私は個性的な櫛たちが、特にイスノキが気に入って問い合わせしたのだけど
「初めてつげ櫛をお使いになるなら、びんかき、とかしのどちらかをお勧めします。
富士山、木の葉はすでに何枚かつげ櫛をお持ちの方がコレクションとしてお求めになります。日常的には使いにくいと思います。」
ととアドバイスを頂く

私はザクッと梳く櫛を持ってない。マニアックに夢の櫛やすき櫛は持ってるけど普通のは大昔お土産屋さんで買った本つげで梳くとあたりががりがりして頭皮が痛い。
大きな櫛への憧れもある。なんといっても12,3cmの大きさになるのに200年かかると書いてあったのだ。(50年以上としているところもあるし 70から80年というところもある。もしかしたら浜松では200年かかるが温暖な鹿児島ではもっと早く成長するのかもしれない)
5寸(15cm)の櫛を作れるまで育つのには何年かかるのだろう?
森で長の年月育ってきた材を使った櫛を手に取りたい
ということでまずは5寸のびんかきを購入することにした。
サイズと形は決まったが、はて歯の粗さはどれくらいがいいだろう?実際試せればいいのだがそれができないので4代目に決めてもらうことにした。
髪の長さと質、手持ち櫛を伝える。
中歯を勧めてもらったのでそれに決定

ところでブログに書くときに間違いがあってはいけないと思い、先代と全く同じ作り方ですか?動力は使ってませんか?と確かめた。
手作りといっても一部に電動機械を使う職人さんはたくさんある。
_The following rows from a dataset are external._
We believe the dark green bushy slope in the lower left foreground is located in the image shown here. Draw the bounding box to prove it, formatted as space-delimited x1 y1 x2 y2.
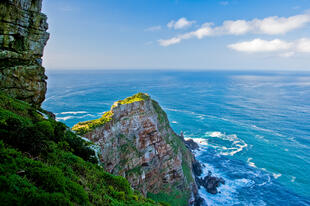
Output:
0 92 158 206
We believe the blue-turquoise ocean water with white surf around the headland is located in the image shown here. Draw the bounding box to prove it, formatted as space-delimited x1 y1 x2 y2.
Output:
43 70 310 205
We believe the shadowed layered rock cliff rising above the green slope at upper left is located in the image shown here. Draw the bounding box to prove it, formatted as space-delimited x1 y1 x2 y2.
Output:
0 0 49 106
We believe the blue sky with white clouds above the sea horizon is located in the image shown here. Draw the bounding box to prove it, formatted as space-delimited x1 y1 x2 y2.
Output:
43 0 310 71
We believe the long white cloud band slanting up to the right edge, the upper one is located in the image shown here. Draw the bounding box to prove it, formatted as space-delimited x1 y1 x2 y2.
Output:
159 14 310 46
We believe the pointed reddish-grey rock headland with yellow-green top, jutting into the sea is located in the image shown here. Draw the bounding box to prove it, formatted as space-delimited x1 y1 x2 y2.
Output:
73 93 196 205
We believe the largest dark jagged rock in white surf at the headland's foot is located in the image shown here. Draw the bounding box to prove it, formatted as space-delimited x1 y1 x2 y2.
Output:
196 171 225 194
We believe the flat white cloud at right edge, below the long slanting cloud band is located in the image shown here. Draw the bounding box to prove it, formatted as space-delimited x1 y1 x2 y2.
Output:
228 38 310 57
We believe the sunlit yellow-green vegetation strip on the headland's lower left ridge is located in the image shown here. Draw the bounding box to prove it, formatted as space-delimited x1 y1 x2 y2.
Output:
72 111 113 135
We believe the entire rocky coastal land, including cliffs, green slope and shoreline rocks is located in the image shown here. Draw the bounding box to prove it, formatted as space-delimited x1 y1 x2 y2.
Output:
0 0 224 206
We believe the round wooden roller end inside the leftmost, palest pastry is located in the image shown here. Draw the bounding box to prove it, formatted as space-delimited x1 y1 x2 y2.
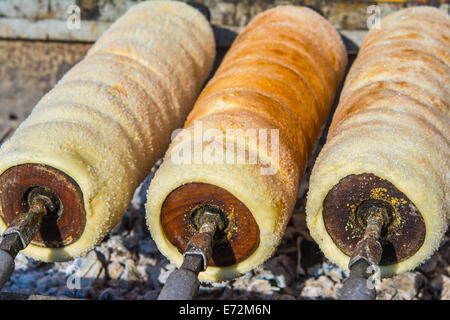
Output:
0 163 86 248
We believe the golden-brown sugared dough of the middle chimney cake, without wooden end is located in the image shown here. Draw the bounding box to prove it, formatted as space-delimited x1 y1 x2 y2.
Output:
147 6 347 281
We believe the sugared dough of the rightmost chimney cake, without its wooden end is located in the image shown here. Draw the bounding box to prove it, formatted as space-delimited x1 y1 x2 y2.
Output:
306 7 450 275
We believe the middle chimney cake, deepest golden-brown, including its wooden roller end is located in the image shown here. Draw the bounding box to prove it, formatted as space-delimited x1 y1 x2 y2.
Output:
146 6 347 282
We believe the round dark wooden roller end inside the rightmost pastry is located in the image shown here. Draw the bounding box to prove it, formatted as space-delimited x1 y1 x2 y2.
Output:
323 173 426 265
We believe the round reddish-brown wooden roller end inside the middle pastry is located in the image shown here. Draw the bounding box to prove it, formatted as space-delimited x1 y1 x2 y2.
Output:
161 182 259 267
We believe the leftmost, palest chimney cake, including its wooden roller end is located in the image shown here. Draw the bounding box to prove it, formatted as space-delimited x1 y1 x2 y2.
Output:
0 1 215 261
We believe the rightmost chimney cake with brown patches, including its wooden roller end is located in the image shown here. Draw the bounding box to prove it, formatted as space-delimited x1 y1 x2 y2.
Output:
306 7 450 276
廣島さんのように完全手作りかどうか確認したかった。
その問いに
「父が亡くなって10年以上たちます。工房は場所を移しましたが、設備、道具はそのままです。
ただ、道具は、消耗するものもあり、現在手に入らなくなった物もあり、そっくり同じというわけにはいかない状況です。」
うん、うん、道具も消耗品ですからそりゃそっくり同じ道具とはいかないのわかります。

「御神木は、太い枝(直径20センチ以上)のものを、自分で製材しているので、チェーンソー、テーブルソー、カンナ盤など、
は使います。すごく堅い木で、人力で歯が立ちません。後は、同じようなものですね。」

って、電動工具使うのそこですか?(°д°)

まさかの製材から自分で・・・
いや、そこは電動工具使ってくださっても十分全工程手作りの櫛でございます。木を斧で切れなんて言いません。m(_ _)m

「先日イベントに見えたお客様は、私を先代と間違えていました。自分で見てもそっくりだと思います。」
ルックスまでも同じですか・・・

このお返事を見てもう「実直」という言葉しか浮かびません。旗本の血が4代目にも引き継がれているように感じます。質問にも丁寧に答えてくれて、メールにこんなに時間を取らせてしまって申し訳なく思うほどです。実直な職人さんが作った実直な櫛 楽しみです。

4代目の仕事の画像です。許可を得て使用させてもらってます。


こんなに丁寧に作られている櫛なんです。